Hier die rechtlichen Vorgaben:
Allgemeiner Teil der Bachelor- und Masterprüfungsordnungen der Universität Bremen
§ 18 Täuschung und Ordnungsverstoß
(1) Versucht eine Kandidatin/ein Kandidat, das Ergebnis einer Prüfung durch Täuschung oder Benutzung nicht zugelassener Hilfsmittel zu beeinflussen, fertigt die/der zuständige Prüfende oder die/der Aufsichtführende hierüber einen Vermerk an. Die Kandidatin/der Kandidat kann die Prüfung fortsetzen. Der Kandidatin/dem Kandidaten ist Gelegenheit zur Stellungnahme über das Vorkommnis zu geben. Der Vermerk und die Stellungnahme sind unverzüglich dem Prüfungsausschuss zur Entscheidung vorzulegen. Stellt der Prüfungsausschuss einen Täuschungsversuch fest, gilt die Prüfungsleistung als mit „nicht ausreichend“ bewertet.
(2) Fehlerhafte oder unterlassene Angaben über benutzte Quellen (Plagiat) gelten als Täuschungsversuch, wenn Passagen, die veröffentlichten Arbeiten entnommen wurden, nicht als Zitat ausgewiesen sind.
(3) Eine Kandidatin/ein Kandidat, die/der während einer Prüfung schuldhaft einen Ordnungsverstoß begeht, durch den andere Studierende oder die Prüfenden gestört werden, kann von den anwesenden Prüfenden oder den Aufsichtführenden von der Fortsetzung der Prüfungsleistung ausgeschlossen werden, wenn sie/er ihr/sein störendes Verhalten trotz Ermahnung fortsetzt.

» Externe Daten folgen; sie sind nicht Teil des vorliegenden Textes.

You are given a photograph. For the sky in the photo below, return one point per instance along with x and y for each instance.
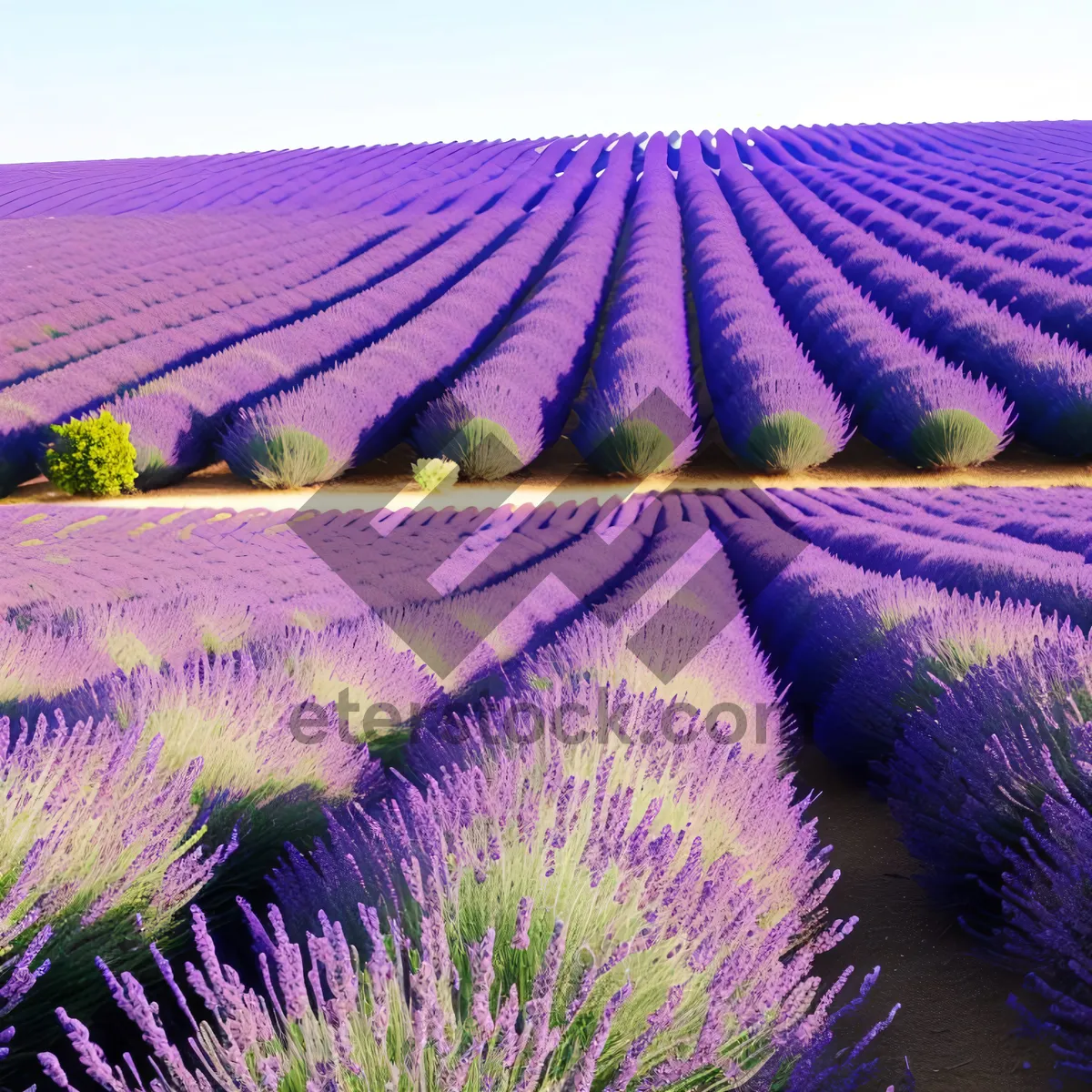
(147, 77)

Über das Vorkommnis wird ein Vermerk angefertigt, der unverzüglich der/dem Vorsitzenden des Prüfungsausschusses vorgelegt wird. Vor Feststellung des Prüfungsausschusses, ob ein Ordnungsverstoß vorliegt, ist der Kandidatin/dem Kandidaten Gelegenheit zur Stellungnahme zu geben. Stellt der Prüfungsausschuss einen Ordnungsverstoß nach Satz 1 fest, wird die Prüfung mit „nicht ausreichend“ bewertet. Andernfalls ist der Kandidatin/dem Kandidaten Gelegenheit zu geben, die Prüfungsleistung unverzüglich erneut zu erbringen.
(4) Belastende Entscheidungen des Prüfungsausschusses sind der Kandidatin/dem Kandidaten unverzüglich schriftlich mitzuteilen, zu begründen und mit einer Rechtsbehelfsbelehrung zu versehen.

Weitere Sanktionsmaßnahmen sind im Bremischen Hochschulgesetz (BremHG) geregelt:
§ 42 (4) BremHG
Studierende, die mehrfach oder in besonders schwerwiegender Weise vorsätzlich gegen eine die Täuschung über Prüfungsleistungen betreffende Regelung einer Hochschulprüfungsordnung verstoßen, werden in der Regel exmatrikuliert.
§ 42 (6) BremHG
Mit der Exmatrikulation nach Absatz 4 ist eine Frist von in der Regel zwei Jahren festzusetzen, innerhalb derer eine erneute Immatrikulation an einer Hochschule im Geltungsbereich des Bremischen Hochschulgesetzes ausgeschlossen ist.
Für Promotionen und Habilitationen wird die Ungültigkeit der Promotionsleistung wegen Täuschung (Plagiat) in den jeweiligen Promotionsordnungen der Fachbereiche geregelt. Ebenso wird der Entzug der Lehrbefugnis bei Erlangung durch Täuschung in der Habilitationsordnung geregelt.

5. Sind an der Universität Bremen bereits Fälle akademischen Ghostwritings publik geworden? Wenn ja: Wie hat die Hochschule davon erfahren und welche konkreten Sanktionen wurden verhängt?
An der Universität Bremen gibt es Fälle von Täuschungen, die zur Zwangsexmatrikulation geführt haben, darunter waren bisher keine Fälle von akademischen Ghostwriting.